How to Use Straddle and Hedging Binary Strategies to Increase Trading Profits

hedge-binary-options-strategyBinary options traders make use of a wide range of trading strategies to ensure maximum profitability. Binary options are somewhat unique in that they have definitive expiration times and offer a predetermined return on investment if a position closes in the money. Unlike stocks or currencies, which must be purchased at a lower price and then sold off later at whatever price point seems right to the trader, this means that binary options trading is affected more by statistics and the proper application of mathematical principles. Two strategies commonly used to exploit the unique nature of binary options trading are known as the straddle and hedging strategies. When used properly, these strategies can greatly increase the ability of a trader to execute profitable trades.

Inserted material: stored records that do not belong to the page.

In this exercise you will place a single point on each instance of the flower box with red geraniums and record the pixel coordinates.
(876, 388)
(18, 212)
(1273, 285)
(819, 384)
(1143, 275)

The straddle strategy involves opening two opposing positions, one at the top and one at the bottom of a general trend, just before a reversal is expected. An analysis of almost any asset’s price data graphed over time will reveal floors and ceilings in pricing. When the price of the asset is about to reach the top or bottom of the predominant trend, a reversal is the most statistically probable outcome. This means that a trader opening a Put position at the top of a trend or a Call position at the bottom with a short term expiry will almost certainly finish in the money. The trick of the straddle strategy is that both, rather than just one, are accomplished. When an asset is about to reach a statistically likely reversal point, a position reflecting the likely direction of the reversal is opened. Once the reversal occurs, the trader waits for the price of the asset to begin to move toward the other extreme end of its price trend. Once the price closes in on the other likely reversal point, another position is opened in opposition to the first. By opening positions at the statistically probable high and low points on the price graph, a trader opens up two trades that will most likely finish in the money, unless the floor or ceiling prices are broken through. This binary options strategy is best employed with particularly volatile assets with a wide gap between clearly defined top and bottom price points over time.

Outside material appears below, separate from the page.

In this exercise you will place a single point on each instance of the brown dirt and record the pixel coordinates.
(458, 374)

In cases where graphs are more ambiguous, hedging becomes the better option. Hedging, much like the straddle strategy, involves opening two opposing positions. In the case of hedging, however, the positions are opened at the same time with the assumption that one will by necessity finish out of the money. As the direction of the asset becomes more clear, one or more additional positions with the same expiry time as the initial positions are opened reflecting the later developments. This strategy is especially effective when dealing with currency pairs on days that important economic data or reports are set to be released. By opening two positions before everything is known and then shoring up the correct position later on, a trader can finish with all but one position in the money for a reasonable net profit.

Creative binary investors sometimes use these strategies in conjunction to great effect. For example, a trader with accounts on multiple binary platforms might use a hedging strategy on one and a straddle strategy on another if he or she is unsure of how volatile an asset will be in that time period. While it can become complicated, it is also quite possible to use a modified hedging strategy based off of straddle positions. Using the two positions at the extremes of a trend, a trader can also open one or more hedging positions reflecting the overall trends of the asset price without waiting for the price to hit a reversal point again.